The two have been rivals, ever since Coppen won the chairmanship of the Planning & Zoning Board and then during the time both were on the City Commission. Coppen was elected to a full two-year term in 2006 while Piniero was an also-ran and had to settle for a one-year term.
Then, to add insult to that injury, Piniero was thrown out of office last March when Bert Valery and Terry Hamilton-Wollin scored an upset and gained commission seats.
In fact, the infrastructure repairs that are going to be necessary are the responsibility of the city.
"This lays Piniero's divisive statement to rest," Coppen said.
This was the latest episode in a city where politics are red hot. In fact, it appears the re-election campaign by Mayor-Commissioner Bill Ockunzzi, with Nancy Obarsky as one of his chief helpers, has begun. He put out a clearly political e-mail that was widely distributed prior to last Wednesday's budget meeting.
Ironically, Coppen sticks pretty much to commissioner duties and does little politicking. Since his election in March, 2006, he has been hassled over one thing after another in the highly political atmosphere that had been created by Ockunzzi and his pals.
Coppen used Piniero's remark to focus on the different ways the city south of Walsingham is treated compared with the part that lies north of Walsingham.
"This provocation made my analyze the lack of attention past and present city governments have given to the residents in the south part of our city," Coppen said.
For example, Coppen said, "Whitehurst, our first beach access, has never been developed. It sits bare with no landscaping. While many of our beach accesses have received multiple improvements, this beach access has seen none."

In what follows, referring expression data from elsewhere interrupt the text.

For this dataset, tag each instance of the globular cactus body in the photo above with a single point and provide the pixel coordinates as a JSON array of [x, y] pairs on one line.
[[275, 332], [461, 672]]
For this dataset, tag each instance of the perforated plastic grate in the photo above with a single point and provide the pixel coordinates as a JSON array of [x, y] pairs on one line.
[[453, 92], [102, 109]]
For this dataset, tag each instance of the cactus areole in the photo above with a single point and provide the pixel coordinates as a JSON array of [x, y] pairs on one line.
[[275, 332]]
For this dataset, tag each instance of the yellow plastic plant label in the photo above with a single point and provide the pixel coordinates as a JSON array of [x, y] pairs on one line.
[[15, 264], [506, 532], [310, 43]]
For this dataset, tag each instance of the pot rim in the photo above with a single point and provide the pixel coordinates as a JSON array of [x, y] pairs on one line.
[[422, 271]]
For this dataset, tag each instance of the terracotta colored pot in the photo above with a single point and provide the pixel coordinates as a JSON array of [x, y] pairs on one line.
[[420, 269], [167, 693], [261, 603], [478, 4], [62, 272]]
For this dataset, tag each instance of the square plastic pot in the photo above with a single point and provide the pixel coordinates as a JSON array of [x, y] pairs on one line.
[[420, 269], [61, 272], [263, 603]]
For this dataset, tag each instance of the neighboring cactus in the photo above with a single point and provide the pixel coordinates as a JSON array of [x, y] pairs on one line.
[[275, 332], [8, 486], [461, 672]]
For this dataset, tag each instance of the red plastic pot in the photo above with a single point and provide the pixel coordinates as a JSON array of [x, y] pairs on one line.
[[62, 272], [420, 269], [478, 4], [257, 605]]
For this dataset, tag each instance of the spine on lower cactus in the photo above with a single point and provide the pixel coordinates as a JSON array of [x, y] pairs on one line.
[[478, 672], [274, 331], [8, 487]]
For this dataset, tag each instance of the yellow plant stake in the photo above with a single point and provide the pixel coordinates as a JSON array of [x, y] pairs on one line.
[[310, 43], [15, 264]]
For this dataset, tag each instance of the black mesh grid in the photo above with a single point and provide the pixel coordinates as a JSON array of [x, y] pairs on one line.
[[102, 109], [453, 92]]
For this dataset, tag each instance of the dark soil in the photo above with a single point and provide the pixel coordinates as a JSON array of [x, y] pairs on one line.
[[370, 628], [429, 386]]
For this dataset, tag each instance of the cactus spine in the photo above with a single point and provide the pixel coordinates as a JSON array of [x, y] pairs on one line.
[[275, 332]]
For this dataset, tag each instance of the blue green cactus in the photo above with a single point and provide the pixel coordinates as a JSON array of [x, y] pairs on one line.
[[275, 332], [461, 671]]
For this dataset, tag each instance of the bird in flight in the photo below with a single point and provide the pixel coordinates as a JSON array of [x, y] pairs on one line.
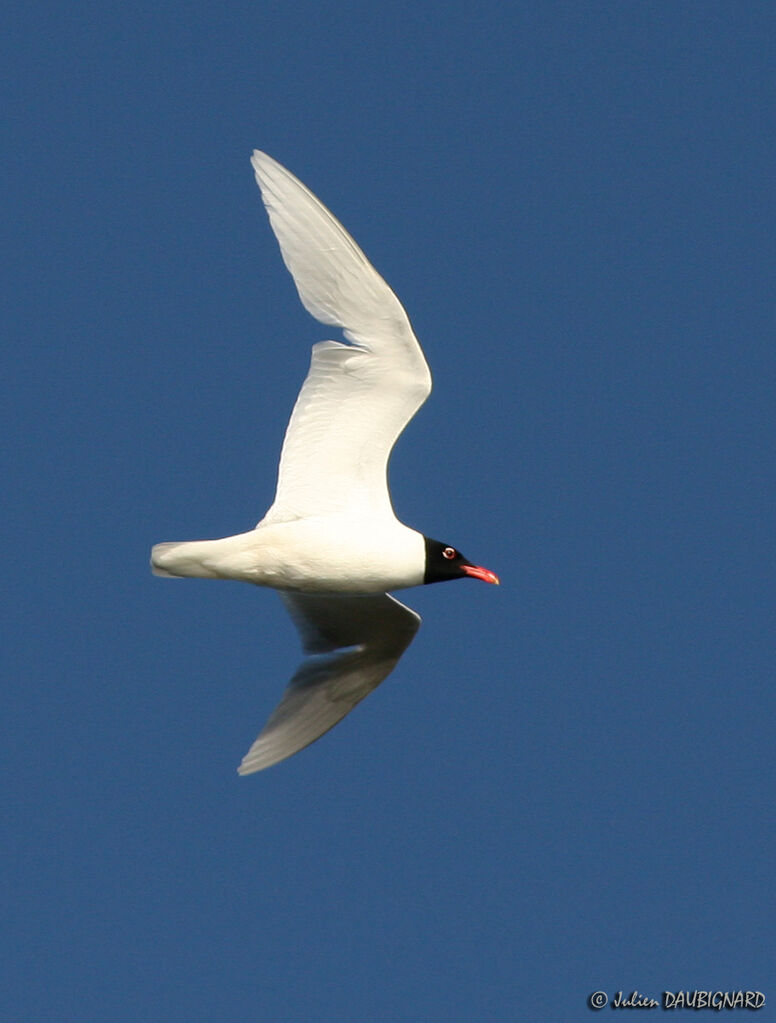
[[330, 543]]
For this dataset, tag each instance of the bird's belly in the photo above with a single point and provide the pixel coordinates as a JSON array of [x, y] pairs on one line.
[[315, 558]]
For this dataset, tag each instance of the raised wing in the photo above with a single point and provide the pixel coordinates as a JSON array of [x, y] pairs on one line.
[[357, 398], [352, 642]]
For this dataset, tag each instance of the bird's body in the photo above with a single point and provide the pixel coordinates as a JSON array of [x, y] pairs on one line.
[[330, 542], [316, 554]]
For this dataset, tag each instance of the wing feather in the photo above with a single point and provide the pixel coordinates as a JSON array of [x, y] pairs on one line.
[[357, 398], [353, 642]]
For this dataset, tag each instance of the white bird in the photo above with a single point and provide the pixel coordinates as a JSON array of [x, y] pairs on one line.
[[330, 542]]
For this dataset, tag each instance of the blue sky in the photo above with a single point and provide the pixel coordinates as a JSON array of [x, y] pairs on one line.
[[566, 785]]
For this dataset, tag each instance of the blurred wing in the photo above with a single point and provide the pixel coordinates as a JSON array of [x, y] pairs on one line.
[[357, 398], [352, 642]]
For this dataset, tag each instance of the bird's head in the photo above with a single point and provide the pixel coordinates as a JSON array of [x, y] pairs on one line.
[[444, 562]]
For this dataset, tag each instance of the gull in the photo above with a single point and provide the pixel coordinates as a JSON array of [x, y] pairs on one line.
[[330, 542]]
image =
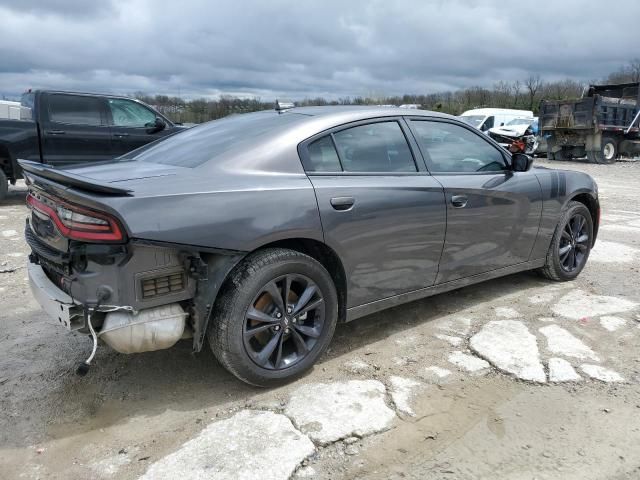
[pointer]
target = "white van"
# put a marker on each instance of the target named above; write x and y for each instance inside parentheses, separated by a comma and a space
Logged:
(485, 118)
(9, 110)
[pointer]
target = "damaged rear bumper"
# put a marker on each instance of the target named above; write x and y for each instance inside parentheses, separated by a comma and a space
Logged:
(58, 304)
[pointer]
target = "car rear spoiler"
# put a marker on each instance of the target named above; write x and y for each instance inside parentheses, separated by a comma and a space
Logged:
(71, 179)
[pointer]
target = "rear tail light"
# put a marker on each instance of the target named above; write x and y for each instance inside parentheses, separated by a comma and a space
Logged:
(78, 223)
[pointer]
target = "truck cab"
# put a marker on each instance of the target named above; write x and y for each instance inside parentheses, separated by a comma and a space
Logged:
(67, 128)
(486, 118)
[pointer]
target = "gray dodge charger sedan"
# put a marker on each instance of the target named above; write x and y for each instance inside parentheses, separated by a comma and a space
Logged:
(259, 232)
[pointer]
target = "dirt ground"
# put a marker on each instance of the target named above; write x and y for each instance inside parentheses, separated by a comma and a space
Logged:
(516, 378)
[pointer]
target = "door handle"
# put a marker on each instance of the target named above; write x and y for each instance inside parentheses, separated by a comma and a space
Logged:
(342, 203)
(459, 201)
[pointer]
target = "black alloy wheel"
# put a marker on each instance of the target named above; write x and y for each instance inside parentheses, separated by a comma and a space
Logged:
(284, 322)
(570, 245)
(574, 243)
(274, 318)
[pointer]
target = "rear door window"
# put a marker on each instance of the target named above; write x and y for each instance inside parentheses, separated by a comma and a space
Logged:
(322, 156)
(375, 147)
(455, 149)
(76, 110)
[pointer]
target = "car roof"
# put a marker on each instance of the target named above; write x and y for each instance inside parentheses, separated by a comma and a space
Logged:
(362, 112)
(493, 111)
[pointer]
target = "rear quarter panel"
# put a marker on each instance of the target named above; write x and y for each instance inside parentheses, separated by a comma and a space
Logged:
(558, 188)
(247, 214)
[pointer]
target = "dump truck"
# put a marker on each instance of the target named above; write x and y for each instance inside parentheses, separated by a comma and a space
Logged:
(603, 125)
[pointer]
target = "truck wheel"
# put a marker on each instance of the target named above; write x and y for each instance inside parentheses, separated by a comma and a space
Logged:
(275, 316)
(609, 150)
(570, 245)
(4, 185)
(560, 155)
(607, 154)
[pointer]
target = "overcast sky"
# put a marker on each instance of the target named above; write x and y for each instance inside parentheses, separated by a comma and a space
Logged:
(300, 49)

Because nothing has been done to improve the Whitehurst access, this could be dangerous, Coppen said. "The fact that Whitehurst is unprotected by either seawall or dunes could easily cause significant erosion and damage to Gulf Bouleard should there be a storm surge."

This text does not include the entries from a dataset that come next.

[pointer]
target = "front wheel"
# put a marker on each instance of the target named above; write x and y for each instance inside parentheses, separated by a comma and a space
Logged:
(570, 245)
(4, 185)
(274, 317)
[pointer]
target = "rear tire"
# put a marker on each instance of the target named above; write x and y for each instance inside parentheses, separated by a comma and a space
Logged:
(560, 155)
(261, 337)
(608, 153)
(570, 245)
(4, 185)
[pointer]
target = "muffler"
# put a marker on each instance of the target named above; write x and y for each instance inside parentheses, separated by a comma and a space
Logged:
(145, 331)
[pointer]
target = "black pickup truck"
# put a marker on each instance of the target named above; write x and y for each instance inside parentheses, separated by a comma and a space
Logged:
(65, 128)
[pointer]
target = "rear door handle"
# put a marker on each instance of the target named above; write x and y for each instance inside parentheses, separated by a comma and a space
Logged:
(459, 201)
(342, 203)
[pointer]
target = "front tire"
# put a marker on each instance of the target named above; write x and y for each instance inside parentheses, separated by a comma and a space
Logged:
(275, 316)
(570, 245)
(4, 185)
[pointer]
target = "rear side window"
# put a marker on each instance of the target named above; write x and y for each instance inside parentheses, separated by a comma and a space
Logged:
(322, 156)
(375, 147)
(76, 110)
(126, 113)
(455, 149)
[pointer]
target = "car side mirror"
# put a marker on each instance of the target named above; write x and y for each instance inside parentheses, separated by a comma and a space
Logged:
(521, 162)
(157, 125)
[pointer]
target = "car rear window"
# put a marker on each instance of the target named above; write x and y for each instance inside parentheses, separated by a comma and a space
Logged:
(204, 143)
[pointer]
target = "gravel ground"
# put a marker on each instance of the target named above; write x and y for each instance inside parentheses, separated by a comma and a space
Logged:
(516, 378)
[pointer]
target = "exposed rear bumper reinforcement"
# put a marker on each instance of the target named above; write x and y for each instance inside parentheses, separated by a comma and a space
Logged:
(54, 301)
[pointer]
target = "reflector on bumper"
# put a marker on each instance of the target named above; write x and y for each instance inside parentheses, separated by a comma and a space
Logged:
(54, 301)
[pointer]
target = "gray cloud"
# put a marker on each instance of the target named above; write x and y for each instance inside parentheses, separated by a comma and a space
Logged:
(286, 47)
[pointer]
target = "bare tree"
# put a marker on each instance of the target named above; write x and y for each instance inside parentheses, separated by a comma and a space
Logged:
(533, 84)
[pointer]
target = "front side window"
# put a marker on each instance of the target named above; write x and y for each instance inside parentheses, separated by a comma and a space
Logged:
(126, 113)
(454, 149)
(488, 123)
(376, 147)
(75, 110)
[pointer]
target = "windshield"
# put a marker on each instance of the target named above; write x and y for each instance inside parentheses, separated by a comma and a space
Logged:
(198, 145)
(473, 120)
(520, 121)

He went on - "Whitehurst had been paid no attention until recently, when an over-eager developer from Indian Shores attempted to encumber our beach access for a condo structure and placed a construction fence that still stands eight feet into city property. The case has made it now in court even after some elected officials of IRB were sowing much confusion as to our ownership."
The Whitehurst controversy has gone on for months with Ockunzzi at one point "massaging" a document submitted by one of the lawyers involved in the fracas.
South of Walsingham presents scenes described in blunt terms by Coppen.
"Proceed north along Gulf Boulevard and you'll see a desolate half-mile of road with a few cabbage palms, a couple of dilapidated benches but no pedestrian shelters and a dozen newsracks ready to litter the Intracoastal waterway at the first strong westerly wind. While residents pay the highest taxes per mile, Indian Rocks Beach disclaims responsibility with the excuse that Gulf Boulevard is a state road south of Walsingham," Coppen said.
Coppen also pointed out that in the region water collects after rainstorms because of improper drainage. "Tourists may wonder why this part of our beautiful beach city is in such neglect," he said.
"But," he said, "things improve once you go near Walsingham. There are well maintained beach accesses - so over-landscaped that the city is being cited for overdoing it and blocking access to a residence. We not only paid for the installation, we will have to pay now for its removal."
Coppen said there is extensive landscaping on public property north of Walsingham paid for by the city. "North of Walsingham," Coppen said, "the panorama improves considerably. For example, East Gulf Boulevard is adorned with palms and a landscaped median that some residents find a nuisance and a hazard."
The neglect even extends to the annual Christmas lights, Coppen said. "While the city north of Walsingham glitters, few lights are on the south side and none going to the city line with Indian Shores."